The ceasefire line across Jammu and Kashmir is a misnomer. It is always on fire. Lives are lost periodically in the tension of conflicting responsibilities, as India guards itself from the enemy without and insurgents within. But some instances are intended to send a larger signal. The gruesome killing of Lance Naiks Hemraj Singh and Sudhakar Singh was one such message.
Singhs answer was to pull out the most tired clichés from the store. The Pakistan high commissioner Salman Bashir was summoned and told that barbarism was unacceptable over a nice cup of tea. Bashir dismissed Indias accusations with contempt. His boss, foreign minister Hina Rabbani, used two words where her Indian counterpart used one, calling Indias allegations absolutely unacceptable.
Examine Pakistans version of events. Islamabad claims India started the firefight on January 6 in which one of its soldiers was killed and another seriously wounded. Pakistan did not summon Indias high commissioner for coffee and photographs. It sent the 29 Baloch Regiment to extract two eyes for one. When India asked for an enquiry, Pakistan told India to jump - into the arms of the United Nations. Pakistan marshaled its array of diplomats to supplement action in the field. Dr Singh ordered Indian diplomats and armed forces to freeze and de-escalate.
Islamabad took the measure of Delhi in 2009 at Sharm el Sheikh, when, despite the international outrage over Mumbai and evidence of Pakistans involvement, it was Singh who made extraordinary concessions to put together a joint statement.
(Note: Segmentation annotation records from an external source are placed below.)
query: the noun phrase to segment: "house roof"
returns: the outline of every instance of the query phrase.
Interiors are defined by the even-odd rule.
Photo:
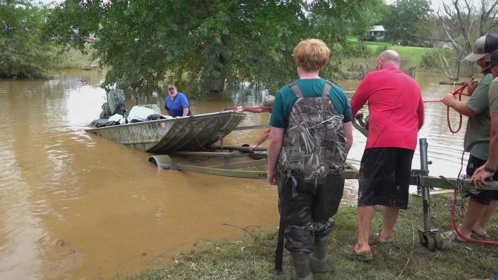
[[[383,25],[374,25],[369,31],[385,31]]]

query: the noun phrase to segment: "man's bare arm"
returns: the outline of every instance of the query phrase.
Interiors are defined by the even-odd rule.
[[[272,127],[268,139],[268,180],[270,184],[276,184],[276,166],[282,141],[283,140],[284,129]]]
[[[451,93],[447,94],[441,101],[445,105],[464,116],[474,117],[477,115],[477,113],[468,107],[465,102],[457,100],[456,97]]]
[[[351,149],[351,146],[353,145],[353,123],[351,122],[345,123],[343,126],[343,130],[344,131],[344,135],[346,136],[347,155],[349,153],[349,150]]]

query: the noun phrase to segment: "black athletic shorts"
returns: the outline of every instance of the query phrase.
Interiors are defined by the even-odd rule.
[[[358,178],[358,206],[406,209],[414,152],[398,147],[366,149]]]
[[[469,161],[467,162],[467,174],[472,176],[476,169],[483,166],[486,163],[484,159],[471,154],[469,156]],[[498,181],[498,172],[493,175],[493,180]],[[476,202],[483,205],[489,205],[492,200],[498,200],[498,190],[482,190],[477,194],[474,194],[470,192],[465,192],[467,196],[470,196]]]

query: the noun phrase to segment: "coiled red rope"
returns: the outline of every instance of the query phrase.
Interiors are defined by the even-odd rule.
[[[468,86],[469,84],[465,84],[465,85],[464,85],[463,87],[454,91],[452,93],[453,94],[453,95],[456,95],[457,94],[458,94],[459,95],[458,100],[461,101],[462,95],[465,95],[465,96],[470,96],[470,95],[466,93],[464,93],[464,90],[465,89],[465,88],[467,87]],[[442,101],[441,100],[430,100],[428,101],[424,101],[424,103],[432,103],[441,102]],[[446,112],[446,120],[448,121],[448,128],[450,129],[450,131],[451,131],[452,133],[457,133],[457,132],[460,131],[460,129],[462,128],[462,117],[461,114],[460,114],[460,119],[458,124],[458,128],[457,129],[457,130],[453,131],[453,129],[451,128],[451,123],[450,122],[450,106],[448,106],[448,111]]]
[[[462,101],[462,95],[465,95],[466,96],[470,96],[470,95],[469,95],[466,93],[464,93],[464,89],[465,89],[465,88],[467,87],[468,85],[469,84],[465,84],[465,85],[464,85],[464,86],[454,91],[452,93],[453,94],[453,95],[455,95],[457,94],[458,95],[459,101]],[[450,131],[451,131],[452,133],[457,133],[457,132],[460,131],[460,129],[462,128],[462,114],[461,114],[460,115],[460,120],[458,124],[458,128],[457,129],[456,131],[453,131],[453,130],[451,128],[451,124],[450,123],[450,106],[448,106],[448,111],[446,111],[446,120],[447,121],[448,121],[448,128],[450,129]]]

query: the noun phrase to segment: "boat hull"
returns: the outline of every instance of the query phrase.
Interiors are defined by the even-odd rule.
[[[204,150],[231,132],[246,114],[234,111],[85,130],[152,153]]]

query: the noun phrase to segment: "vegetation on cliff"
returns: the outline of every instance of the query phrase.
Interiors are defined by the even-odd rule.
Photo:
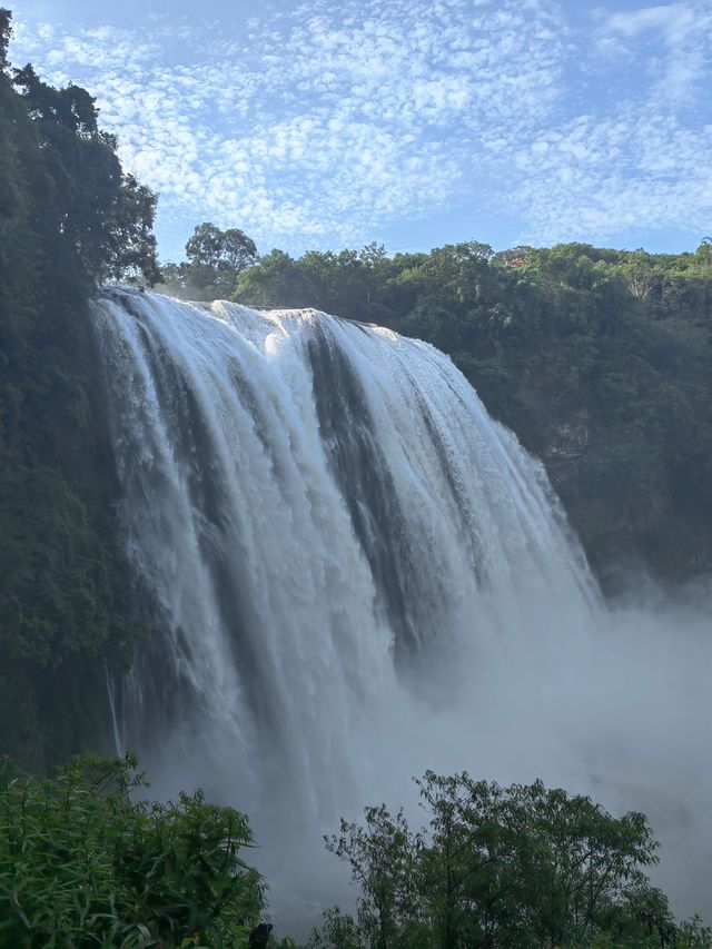
[[[88,297],[157,276],[156,197],[93,99],[7,61],[0,10],[0,738],[34,768],[110,730],[136,635]]]
[[[179,271],[167,277],[181,289]],[[448,353],[543,458],[604,579],[621,564],[673,579],[712,567],[709,239],[679,255],[583,244],[273,250],[239,275],[234,298],[316,307]]]

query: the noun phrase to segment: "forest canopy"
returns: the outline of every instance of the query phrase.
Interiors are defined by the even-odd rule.
[[[219,295],[186,274],[164,268],[167,291]],[[676,580],[712,567],[710,238],[684,254],[275,249],[239,273],[231,298],[376,323],[449,354],[544,461],[604,581],[614,566]]]

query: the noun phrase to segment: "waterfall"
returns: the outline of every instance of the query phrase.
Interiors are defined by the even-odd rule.
[[[640,624],[611,632],[542,465],[445,355],[315,310],[117,289],[95,317],[152,617],[128,744],[250,813],[279,787],[285,822],[286,800],[328,823],[438,762],[625,785]]]

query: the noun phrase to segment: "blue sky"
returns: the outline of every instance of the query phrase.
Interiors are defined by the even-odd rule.
[[[6,0],[14,65],[98,97],[159,195],[279,247],[694,249],[712,0]]]

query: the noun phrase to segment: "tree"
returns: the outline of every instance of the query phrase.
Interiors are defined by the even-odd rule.
[[[0,70],[8,65],[8,46],[12,37],[12,13],[0,7]]]
[[[157,198],[121,169],[116,137],[98,127],[96,99],[79,86],[48,86],[30,65],[14,70],[13,82],[37,136],[27,174],[48,266],[93,285],[134,275],[154,284]]]
[[[432,771],[416,782],[429,822],[367,808],[327,849],[360,886],[356,919],[325,915],[315,946],[336,949],[710,945],[678,926],[644,868],[656,862],[643,814],[614,818],[590,798]],[[698,942],[685,943],[685,939]],[[690,936],[692,933],[692,936]],[[607,940],[607,941],[606,941]]]
[[[238,276],[255,263],[254,240],[238,228],[220,230],[210,221],[198,225],[186,244],[185,280],[199,289],[215,287],[231,297]]]

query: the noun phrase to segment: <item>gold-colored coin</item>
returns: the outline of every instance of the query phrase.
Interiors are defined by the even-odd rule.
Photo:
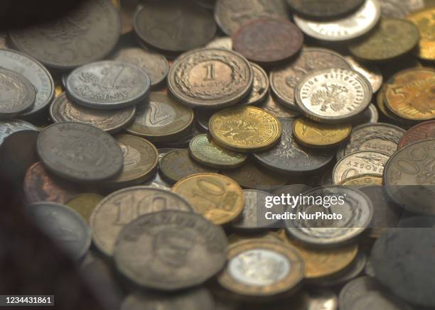
[[[420,31],[419,57],[435,60],[435,7],[412,13],[407,18]]]
[[[320,123],[308,118],[293,123],[293,134],[298,142],[311,148],[331,148],[347,139],[352,132],[350,124]]]
[[[234,220],[245,206],[240,186],[217,173],[190,175],[176,183],[172,191],[185,198],[196,213],[217,225]]]
[[[279,140],[282,131],[278,118],[255,106],[220,111],[211,117],[208,128],[218,144],[236,152],[267,150]]]

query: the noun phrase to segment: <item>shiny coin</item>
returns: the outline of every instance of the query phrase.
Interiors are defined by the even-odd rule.
[[[68,96],[92,109],[120,109],[142,101],[151,86],[148,73],[128,62],[92,62],[72,71],[66,80]]]
[[[328,69],[306,75],[297,86],[298,107],[309,118],[321,123],[345,122],[370,104],[372,87],[360,74]]]
[[[218,282],[240,295],[264,297],[296,288],[304,276],[304,259],[294,247],[263,238],[230,245]]]
[[[91,0],[75,6],[68,14],[9,31],[21,52],[48,67],[72,69],[104,57],[121,33],[119,13],[109,1]]]
[[[232,48],[249,60],[270,63],[284,60],[302,48],[304,35],[285,19],[261,18],[243,26],[232,37]]]
[[[202,216],[163,211],[140,216],[121,231],[114,262],[137,284],[173,291],[200,284],[220,270],[227,244],[223,229]]]
[[[333,150],[313,150],[296,142],[293,138],[293,119],[279,121],[282,124],[279,143],[270,150],[254,154],[260,164],[278,172],[308,172],[326,166],[333,159]]]
[[[296,60],[271,71],[272,91],[282,104],[297,109],[294,92],[299,82],[313,71],[329,68],[351,69],[351,67],[342,56],[331,50],[304,48]]]
[[[184,104],[205,109],[234,105],[251,92],[249,62],[235,52],[200,49],[177,58],[168,76],[171,92]]]
[[[243,210],[245,198],[240,186],[217,173],[198,173],[186,177],[172,187],[184,197],[193,211],[216,225],[229,223]]]
[[[110,179],[119,173],[124,165],[118,143],[88,124],[50,125],[39,135],[36,148],[47,169],[74,181]]]
[[[119,110],[97,110],[75,104],[65,93],[57,96],[50,106],[50,116],[56,123],[89,123],[110,133],[119,131],[131,123],[135,115],[134,106]]]
[[[352,131],[350,124],[323,124],[308,118],[293,123],[293,134],[301,144],[311,148],[331,148],[347,139]]]
[[[239,167],[247,158],[245,154],[232,152],[218,145],[208,134],[197,135],[190,140],[189,154],[197,162],[218,169]]]
[[[163,210],[191,211],[181,196],[151,187],[138,186],[114,192],[95,207],[90,220],[94,243],[110,256],[122,228],[139,216]]]
[[[72,258],[85,256],[91,244],[91,232],[79,214],[53,202],[31,204],[28,211],[36,225]]]
[[[193,111],[166,93],[151,92],[149,101],[139,109],[127,131],[151,141],[177,140],[193,122]]]
[[[142,3],[134,19],[141,40],[169,52],[200,48],[213,38],[217,28],[210,11],[176,0]]]
[[[255,106],[217,112],[210,119],[209,128],[218,144],[236,152],[270,148],[279,141],[282,131],[275,116]]]
[[[377,0],[367,0],[355,13],[332,21],[316,21],[294,16],[294,22],[306,35],[326,41],[344,41],[362,35],[376,26],[380,18]]]

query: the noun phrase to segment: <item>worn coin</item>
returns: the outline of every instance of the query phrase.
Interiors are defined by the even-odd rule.
[[[177,140],[193,122],[193,111],[172,99],[167,93],[151,92],[148,104],[140,109],[127,131],[151,141]]]
[[[329,68],[351,69],[341,55],[323,48],[304,48],[298,57],[287,65],[272,69],[269,80],[274,95],[284,106],[297,109],[294,92],[305,76]]]
[[[110,256],[124,226],[141,215],[163,210],[189,212],[192,208],[180,195],[156,187],[137,186],[114,192],[102,200],[91,215],[94,243]]]
[[[227,109],[213,114],[210,132],[216,143],[236,152],[267,150],[279,142],[281,123],[255,106]]]
[[[213,38],[217,28],[209,11],[176,0],[141,3],[134,20],[141,40],[169,52],[200,48]]]
[[[65,93],[58,96],[50,106],[50,116],[56,123],[89,123],[109,133],[125,128],[133,121],[135,115],[134,106],[118,110],[97,110],[74,103]]]
[[[240,186],[217,173],[190,175],[176,183],[172,191],[184,197],[195,212],[216,225],[233,221],[245,206]]]
[[[327,69],[305,76],[297,86],[298,107],[321,123],[345,122],[368,107],[372,91],[364,76],[345,69]]]
[[[66,15],[40,14],[31,27],[9,30],[14,45],[48,67],[72,69],[98,60],[114,48],[121,33],[118,10],[107,1],[80,2]]]
[[[262,165],[282,173],[308,172],[321,169],[332,161],[334,151],[331,149],[313,150],[300,145],[293,138],[291,118],[281,118],[282,135],[279,143],[254,157]]]
[[[141,216],[119,233],[118,270],[139,285],[173,291],[198,285],[227,258],[223,229],[200,214],[162,211]]]
[[[189,144],[189,154],[197,162],[218,169],[235,168],[247,158],[245,154],[235,153],[218,145],[208,134],[197,135]]]
[[[232,37],[232,48],[256,62],[271,63],[291,57],[302,48],[304,35],[282,18],[260,18],[244,25]]]
[[[120,109],[133,106],[148,96],[148,73],[128,62],[106,60],[72,71],[66,91],[77,104],[92,109]]]
[[[183,54],[171,67],[168,86],[183,104],[205,109],[234,105],[248,95],[254,73],[241,55],[206,48]]]
[[[39,135],[36,148],[44,166],[74,181],[101,181],[122,170],[118,143],[108,133],[81,123],[57,123]]]

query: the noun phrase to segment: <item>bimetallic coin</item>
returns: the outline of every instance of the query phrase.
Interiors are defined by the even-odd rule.
[[[241,55],[227,50],[195,50],[180,56],[171,67],[168,87],[189,106],[220,109],[235,104],[252,87],[253,72]]]
[[[66,91],[77,104],[92,109],[133,106],[148,96],[151,80],[145,70],[128,62],[106,60],[72,71]]]
[[[91,215],[94,243],[111,256],[124,226],[144,214],[164,210],[190,212],[192,208],[181,196],[156,187],[137,186],[114,192],[102,200]]]
[[[210,119],[209,128],[218,144],[236,152],[270,148],[278,143],[282,131],[278,118],[255,106],[220,111]]]
[[[119,110],[97,110],[72,102],[65,93],[57,96],[50,106],[50,116],[55,123],[85,123],[109,133],[119,131],[128,126],[135,115],[134,106]]]
[[[295,289],[305,277],[305,263],[292,246],[252,239],[228,248],[228,262],[218,282],[245,296],[274,296]]]
[[[40,202],[28,208],[35,223],[70,256],[79,260],[91,244],[91,232],[79,214],[54,202]]]
[[[245,198],[233,179],[217,173],[198,173],[178,181],[172,192],[184,197],[193,211],[216,225],[236,218],[243,210]]]
[[[372,95],[372,87],[364,76],[344,69],[307,74],[295,91],[296,104],[302,113],[321,123],[355,118],[367,109]]]
[[[81,123],[57,123],[38,137],[36,149],[44,166],[73,181],[110,179],[122,170],[118,143],[108,133]]]
[[[224,266],[227,236],[199,214],[162,211],[144,215],[119,233],[118,270],[136,284],[173,291],[203,284]]]
[[[208,134],[197,135],[190,140],[189,154],[197,162],[218,169],[235,168],[247,158],[245,154],[232,152],[218,145]]]

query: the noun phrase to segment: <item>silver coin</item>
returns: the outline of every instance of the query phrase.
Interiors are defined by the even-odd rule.
[[[354,239],[368,226],[373,216],[373,205],[370,199],[361,191],[343,186],[326,186],[306,192],[304,196],[321,196],[323,204],[313,203],[313,199],[306,199],[295,208],[289,210],[295,214],[295,220],[286,220],[289,233],[301,241],[318,246],[336,246]],[[324,197],[335,197],[342,200],[343,204],[329,203],[325,207]],[[311,200],[311,201],[310,201]],[[342,219],[321,218],[304,219],[304,215],[333,216],[340,214]]]
[[[348,121],[370,104],[372,87],[364,76],[345,69],[328,69],[307,74],[296,89],[298,107],[321,123]]]
[[[377,0],[367,0],[356,12],[332,21],[316,21],[294,16],[294,22],[306,35],[326,41],[344,41],[360,37],[376,26],[380,18]]]
[[[66,80],[71,99],[92,109],[119,109],[144,100],[151,79],[144,70],[114,60],[92,62],[72,71]]]

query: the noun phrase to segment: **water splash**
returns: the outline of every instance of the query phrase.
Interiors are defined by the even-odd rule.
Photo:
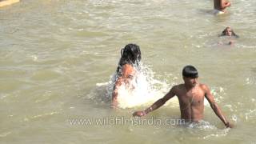
[[[119,86],[118,96],[118,107],[126,109],[140,106],[149,106],[162,98],[172,86],[170,85],[174,84],[173,82],[170,84],[165,80],[157,79],[154,73],[146,65],[140,63],[139,70],[137,70],[137,78],[134,78],[130,82],[130,86],[122,84]],[[176,79],[176,77],[172,77],[172,80]],[[96,90],[93,90],[90,94],[90,98],[106,102],[111,101],[115,78],[116,75],[114,74],[108,82],[97,83]],[[172,98],[166,105],[178,106],[178,99]]]

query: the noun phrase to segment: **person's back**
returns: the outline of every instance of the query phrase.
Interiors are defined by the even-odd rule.
[[[112,93],[112,107],[118,105],[118,88],[125,84],[130,85],[130,82],[135,78],[136,70],[134,66],[138,67],[138,62],[141,60],[141,51],[139,46],[135,44],[128,44],[121,50],[121,58],[117,68],[117,76],[114,82]],[[133,87],[133,86],[130,86]]]
[[[203,87],[202,84],[198,84],[190,90],[187,90],[184,84],[174,87],[180,105],[181,118],[193,122],[203,118],[206,94]]]

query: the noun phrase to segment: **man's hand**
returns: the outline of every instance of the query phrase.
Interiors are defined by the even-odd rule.
[[[145,110],[142,110],[142,111],[135,111],[134,114],[133,114],[133,116],[134,117],[142,117],[142,116],[144,116],[146,115],[146,112]]]

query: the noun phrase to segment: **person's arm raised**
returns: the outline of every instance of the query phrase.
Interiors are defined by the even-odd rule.
[[[207,101],[209,102],[210,107],[214,111],[215,114],[222,121],[224,125],[226,127],[233,127],[233,125],[230,123],[226,118],[225,118],[224,114],[222,114],[221,109],[218,107],[217,103],[214,101],[214,96],[210,94],[210,91],[207,86],[203,85],[203,89],[205,90],[206,94],[205,97],[206,98]]]
[[[142,110],[142,111],[135,111],[133,114],[133,116],[138,116],[138,117],[142,117],[144,116],[146,114],[147,114],[148,113],[158,109],[159,107],[161,107],[162,105],[164,105],[169,99],[170,99],[171,98],[173,98],[175,95],[174,91],[174,86],[162,98],[158,99],[157,102],[155,102],[151,106],[150,106],[149,108],[146,109],[145,110]]]

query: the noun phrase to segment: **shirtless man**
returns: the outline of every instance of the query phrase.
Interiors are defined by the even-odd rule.
[[[230,2],[226,0],[214,0],[214,14],[224,14],[226,13],[225,9],[230,6]]]
[[[159,108],[174,95],[178,97],[180,106],[181,118],[186,122],[198,122],[203,119],[204,98],[206,97],[216,115],[222,121],[226,127],[233,126],[226,119],[220,108],[214,102],[213,95],[206,85],[198,83],[198,74],[193,66],[186,66],[182,70],[184,84],[173,86],[162,98],[155,102],[151,106],[142,111],[136,111],[133,116],[144,116]]]
[[[111,107],[118,106],[118,89],[122,85],[130,86],[130,82],[136,78],[136,66],[142,59],[141,50],[138,45],[130,43],[121,50],[121,58],[116,70],[116,79],[113,87]]]

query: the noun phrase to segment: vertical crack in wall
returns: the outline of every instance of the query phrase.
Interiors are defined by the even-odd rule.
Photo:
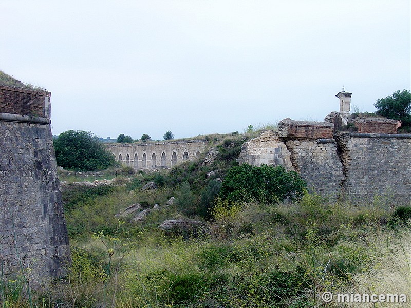
[[[290,160],[291,161],[291,164],[294,168],[294,170],[295,172],[300,173],[301,170],[300,166],[297,163],[297,157],[298,156],[295,150],[295,147],[294,146],[295,144],[294,141],[292,139],[287,139],[284,138],[280,138],[279,139],[281,141],[284,142],[284,144],[286,145],[286,147],[287,147],[287,149],[288,150],[288,151],[290,152],[290,153],[291,154]]]
[[[351,156],[347,144],[348,142],[347,133],[339,133],[334,135],[334,140],[337,143],[337,156],[340,161],[343,164],[343,175],[344,179],[341,180],[340,185],[342,188],[342,192],[344,190],[344,184],[348,176],[348,167],[351,161]]]

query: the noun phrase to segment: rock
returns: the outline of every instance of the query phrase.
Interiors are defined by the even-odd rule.
[[[157,188],[157,185],[154,182],[149,182],[143,186],[143,188],[141,188],[141,191],[144,191],[146,189],[156,189]]]
[[[139,203],[134,203],[133,205],[130,205],[125,209],[117,213],[114,216],[115,217],[125,217],[127,215],[134,213],[136,210],[141,209],[141,205]]]
[[[216,174],[217,173],[218,173],[218,171],[217,170],[215,170],[214,171],[210,171],[209,173],[208,173],[207,175],[206,175],[206,177],[208,179],[210,177],[211,177],[212,176],[214,176],[214,175],[215,175],[215,174]]]
[[[206,157],[204,158],[204,161],[201,163],[201,165],[211,165],[215,160],[217,155],[218,155],[218,149],[215,147],[211,148],[206,155]]]
[[[134,217],[134,218],[133,218],[133,219],[132,219],[130,221],[130,222],[138,222],[139,221],[141,221],[142,220],[143,220],[145,218],[145,217],[147,215],[147,214],[149,213],[150,213],[151,211],[151,209],[150,209],[150,208],[147,208],[144,210],[142,210],[141,212],[140,212],[139,214],[136,215],[136,217]]]
[[[158,226],[158,228],[163,231],[170,231],[175,228],[183,229],[196,228],[203,225],[203,223],[198,220],[166,220]]]
[[[165,204],[166,206],[168,206],[169,205],[172,205],[173,203],[174,203],[175,198],[174,197],[172,197],[170,199],[169,199],[169,201],[167,201],[167,203]]]

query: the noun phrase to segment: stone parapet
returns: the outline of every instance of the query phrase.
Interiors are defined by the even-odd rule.
[[[278,123],[278,137],[283,138],[332,139],[334,124],[326,122],[295,121],[285,119]]]
[[[49,92],[0,85],[0,112],[50,118]]]
[[[401,127],[401,123],[396,120],[384,118],[361,118],[356,119],[354,123],[358,132],[362,133],[394,134]]]

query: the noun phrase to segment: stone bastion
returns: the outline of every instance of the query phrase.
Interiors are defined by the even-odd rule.
[[[62,274],[70,254],[50,97],[0,86],[0,259],[4,274],[23,271],[33,285]]]

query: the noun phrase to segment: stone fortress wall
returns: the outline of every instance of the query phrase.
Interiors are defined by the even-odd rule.
[[[69,256],[50,126],[50,92],[0,86],[0,257],[30,283]]]
[[[116,160],[136,169],[171,168],[186,160],[199,158],[206,150],[203,140],[141,142],[107,146]]]
[[[361,203],[385,196],[393,205],[411,202],[411,134],[342,132],[330,138],[333,126],[321,123],[285,119],[278,132],[245,143],[238,161],[295,170],[310,190],[331,199]]]

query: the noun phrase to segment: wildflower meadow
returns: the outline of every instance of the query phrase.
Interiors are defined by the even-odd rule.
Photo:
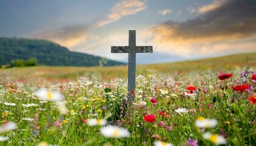
[[[0,80],[0,145],[255,145],[256,74]]]

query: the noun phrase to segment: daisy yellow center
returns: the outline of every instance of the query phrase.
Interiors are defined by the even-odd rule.
[[[52,98],[52,96],[53,95],[52,95],[52,92],[49,92],[47,93],[47,96],[46,96],[47,99],[51,99]]]
[[[197,120],[204,120],[204,119],[204,119],[204,117],[197,117]]]
[[[98,124],[98,125],[100,125],[100,124],[101,124],[101,119],[98,119],[98,120],[97,120],[97,124]]]
[[[206,122],[205,123],[205,127],[210,127],[211,126],[211,123]]]
[[[119,131],[118,129],[115,129],[113,133],[113,137],[118,137],[119,136]]]
[[[210,137],[209,140],[214,143],[216,143],[218,141],[218,136],[216,134],[212,134],[211,137]]]

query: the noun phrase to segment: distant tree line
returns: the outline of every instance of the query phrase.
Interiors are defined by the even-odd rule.
[[[71,52],[49,41],[0,38],[0,64],[2,66],[26,66],[29,64],[29,62],[26,62],[30,58],[35,59],[38,65],[46,66],[106,66],[126,64],[87,54]]]
[[[35,58],[30,58],[26,61],[24,61],[23,59],[12,60],[7,68],[35,66],[37,65],[37,59]]]

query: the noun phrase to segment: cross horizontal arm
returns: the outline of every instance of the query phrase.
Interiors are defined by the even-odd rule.
[[[152,52],[152,46],[136,46],[136,53]],[[129,53],[129,46],[111,46],[111,53]]]

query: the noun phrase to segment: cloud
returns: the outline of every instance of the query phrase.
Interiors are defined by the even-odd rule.
[[[107,18],[98,23],[99,27],[112,23],[127,15],[135,15],[138,12],[145,10],[147,7],[145,2],[138,0],[123,0],[116,4],[112,9],[112,12],[107,16]]]
[[[158,12],[158,13],[162,14],[163,15],[165,15],[168,13],[171,13],[171,10],[170,9],[164,10]]]
[[[190,5],[187,9],[187,10],[189,11],[190,13],[194,13],[196,12],[196,9],[193,8],[192,5]]]
[[[52,41],[67,47],[73,47],[86,41],[90,29],[88,25],[65,26],[57,30],[36,35],[35,38]]]
[[[209,11],[214,10],[222,5],[226,2],[227,2],[227,0],[215,0],[212,4],[200,7],[198,12],[199,13],[204,13]]]
[[[256,1],[230,0],[214,10],[185,22],[154,26],[165,41],[205,41],[238,39],[256,34]]]
[[[201,9],[194,19],[151,27],[155,49],[188,58],[256,50],[255,1],[215,1]]]

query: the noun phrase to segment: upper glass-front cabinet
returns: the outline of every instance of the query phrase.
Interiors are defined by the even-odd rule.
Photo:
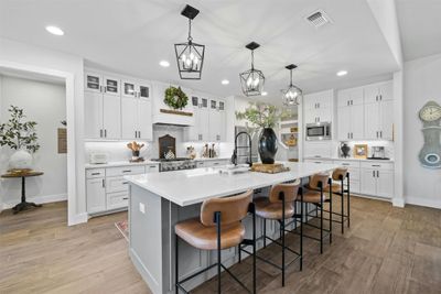
[[[122,96],[137,97],[137,91],[135,89],[135,83],[122,81]]]
[[[150,86],[139,85],[138,97],[144,99],[150,98]]]
[[[104,81],[107,94],[119,95],[119,79],[105,77]]]
[[[101,76],[94,73],[85,74],[85,88],[88,91],[101,91]]]

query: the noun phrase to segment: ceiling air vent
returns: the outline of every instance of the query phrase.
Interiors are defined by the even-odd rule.
[[[331,23],[331,18],[323,10],[318,10],[305,18],[306,21],[314,28],[321,28],[327,23]]]

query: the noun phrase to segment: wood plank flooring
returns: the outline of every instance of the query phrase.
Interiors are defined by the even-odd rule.
[[[323,254],[315,241],[305,239],[303,271],[295,263],[288,268],[286,287],[278,270],[258,262],[258,292],[440,293],[441,210],[352,199],[351,229],[342,236],[334,224],[333,243]],[[150,293],[114,225],[126,213],[75,227],[66,227],[66,215],[65,203],[0,215],[0,293]],[[293,248],[295,238],[288,238]],[[273,244],[259,253],[280,261]],[[232,271],[250,285],[248,259]],[[222,281],[223,293],[243,293],[225,273]],[[213,279],[193,293],[215,288]]]

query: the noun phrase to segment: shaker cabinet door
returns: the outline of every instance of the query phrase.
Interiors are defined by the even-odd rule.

The text was not shown to Indias National Security Adviser, M K Narayanan, who went ashen when he read the contents a little before it was released to media. Narayanans silence was purchased with a ghostly residence in Calcutta, also known as the Raj Bhavan.
Pakistans Army concluded that if it could get away with Mumbai, it could get away with anything. It has.
Pakistans generals have measured the Singh governments girth, and discovered a circumference bloated by hot air. They know that the only reaction from hot air can be flatulence. They've the evidence they need. There were 57 cross-border violations by Pakistan in 2010, 60 in 2011 and 117 in 2012. Delhis response has been a private, and sometimes public, campaign to reduce our forces on the border. If it takes two sides to go to war, it also takes a partnership for peace. Manmohan Singh has the look of a lonely man abandoned by the partner of his dreams.